Humans, like other primate groups, focus their attention on the leader. Whether CEOs and presidents realize it or not, the signals they convey are always closely watched. Emotional intelligence involves awareness and control of such signals, and the self-discipline that prevents personal psychological needs from distorting policy. Nixon, for example, could strategize effectively on foreign policy; but he was less able to manage the personal insecurities that caused him to create an “enemies list” and eventually led to his downfall.
Trump has some of the skills of emotional intelligence. He is an actor whose experience hosting a reality-television show enabled him to dominate the crowded Republican primary field and attract considerable media attention. Dressing for the occasion in his signature red baseball cap with the slogan “Make America Great Again,” he appeared to have gamed the system with a winning strategy of using “politically incorrect” statements to focus attention on himself and gain enormous free publicity.
But Trump has proven deficient in terms of self-control, leaving him unable to move toward the center for the general election. Likewise, he has failed to display the discipline needed to master the details of foreign policy, with the result that, unlike Nixon, he comes across as naive about world affairs.
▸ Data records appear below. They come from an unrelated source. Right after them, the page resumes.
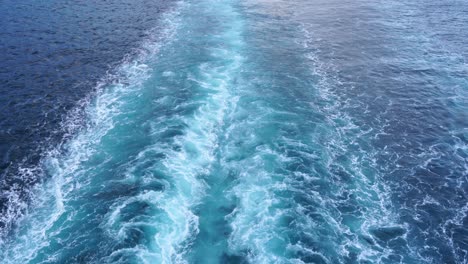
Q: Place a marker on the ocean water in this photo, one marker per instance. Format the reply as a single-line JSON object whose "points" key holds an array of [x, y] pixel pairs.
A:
{"points": [[234, 131]]}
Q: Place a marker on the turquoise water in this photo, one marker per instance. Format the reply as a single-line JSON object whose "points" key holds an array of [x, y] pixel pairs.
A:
{"points": [[260, 132]]}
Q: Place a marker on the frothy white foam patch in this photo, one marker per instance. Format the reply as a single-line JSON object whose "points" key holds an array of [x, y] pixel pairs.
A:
{"points": [[49, 199]]}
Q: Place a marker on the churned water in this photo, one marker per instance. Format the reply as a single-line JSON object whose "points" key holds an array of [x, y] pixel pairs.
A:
{"points": [[226, 131]]}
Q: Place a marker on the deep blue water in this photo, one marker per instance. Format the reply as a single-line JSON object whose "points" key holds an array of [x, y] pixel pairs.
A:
{"points": [[234, 131]]}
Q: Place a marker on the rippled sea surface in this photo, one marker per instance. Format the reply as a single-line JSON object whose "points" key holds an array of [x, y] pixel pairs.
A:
{"points": [[234, 131]]}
Trump has a reputation as a bully in interactions with peers, but that is not bad per se. As the Stanford psychologist Roderick Kramer has pointed out, President Lyndon Johnson was a bully, and many Silicon Valley entrepreneurs have a bullying style. But Kramer calls such figures bullies with a vision that inspires others to want to follow them.
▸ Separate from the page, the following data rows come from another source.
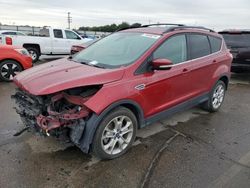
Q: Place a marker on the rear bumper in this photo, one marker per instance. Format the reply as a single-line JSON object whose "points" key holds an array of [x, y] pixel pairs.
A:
{"points": [[26, 62]]}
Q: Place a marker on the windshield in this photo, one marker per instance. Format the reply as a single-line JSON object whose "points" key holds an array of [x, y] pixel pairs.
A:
{"points": [[116, 50]]}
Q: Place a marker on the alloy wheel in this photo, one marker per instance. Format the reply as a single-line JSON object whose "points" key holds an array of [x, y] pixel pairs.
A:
{"points": [[117, 135], [218, 96], [9, 70]]}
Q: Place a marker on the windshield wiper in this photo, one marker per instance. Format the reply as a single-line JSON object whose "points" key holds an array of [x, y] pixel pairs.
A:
{"points": [[93, 65]]}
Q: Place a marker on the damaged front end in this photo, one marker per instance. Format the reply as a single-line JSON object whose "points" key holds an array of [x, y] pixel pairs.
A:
{"points": [[62, 114]]}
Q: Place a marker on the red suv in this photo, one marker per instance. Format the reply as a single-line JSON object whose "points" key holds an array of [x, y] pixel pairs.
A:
{"points": [[98, 98], [12, 61]]}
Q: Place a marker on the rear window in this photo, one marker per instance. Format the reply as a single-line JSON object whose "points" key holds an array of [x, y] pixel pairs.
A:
{"points": [[58, 33], [215, 44], [199, 46], [237, 39]]}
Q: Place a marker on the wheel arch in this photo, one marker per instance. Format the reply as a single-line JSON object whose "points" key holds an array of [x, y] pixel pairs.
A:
{"points": [[93, 122], [225, 79]]}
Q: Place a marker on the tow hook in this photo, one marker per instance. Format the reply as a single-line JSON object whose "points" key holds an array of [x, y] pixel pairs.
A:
{"points": [[47, 132], [21, 131]]}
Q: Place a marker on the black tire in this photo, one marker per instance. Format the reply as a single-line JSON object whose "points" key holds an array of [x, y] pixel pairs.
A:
{"points": [[98, 141], [34, 53], [8, 69], [210, 105]]}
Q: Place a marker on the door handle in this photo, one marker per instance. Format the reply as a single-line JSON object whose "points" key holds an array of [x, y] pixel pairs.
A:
{"points": [[185, 70]]}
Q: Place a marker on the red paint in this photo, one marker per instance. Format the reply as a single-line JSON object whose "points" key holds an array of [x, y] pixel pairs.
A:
{"points": [[8, 52], [163, 88], [8, 40]]}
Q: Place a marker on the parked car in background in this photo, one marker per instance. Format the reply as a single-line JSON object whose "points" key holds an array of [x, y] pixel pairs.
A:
{"points": [[238, 41], [50, 42], [80, 47], [13, 60], [99, 97], [10, 32]]}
And Trump’s narcissism has led him to overreact, often counter-productively, to criticism and affronts. For example, he became embroiled in a dispute with an American Muslim couple whose son, a US soldier, was killed in Iraq, and in a petty feud with Paul Ryan, the Speaker of the House of Representatives, after Trump felt slighted. In such cases, Trump stepped on his own message.
It is this deficiency in his emotional intelligence that has cost Trump the support of some of the most distinguished foreign policy experts in his party and in the country. In their words, “he is unable or unwilling to separate truth from falsehood. He does not encourage conflicting views. He lacks self-control and acts impetuously. He cannot tolerate criticism.” Or, as Holmes might say, Trump has been disqualified by his second-class temperament.
Joseph S. Nye, Jr. teaches at Harvard and is the author of Is the American Century Over?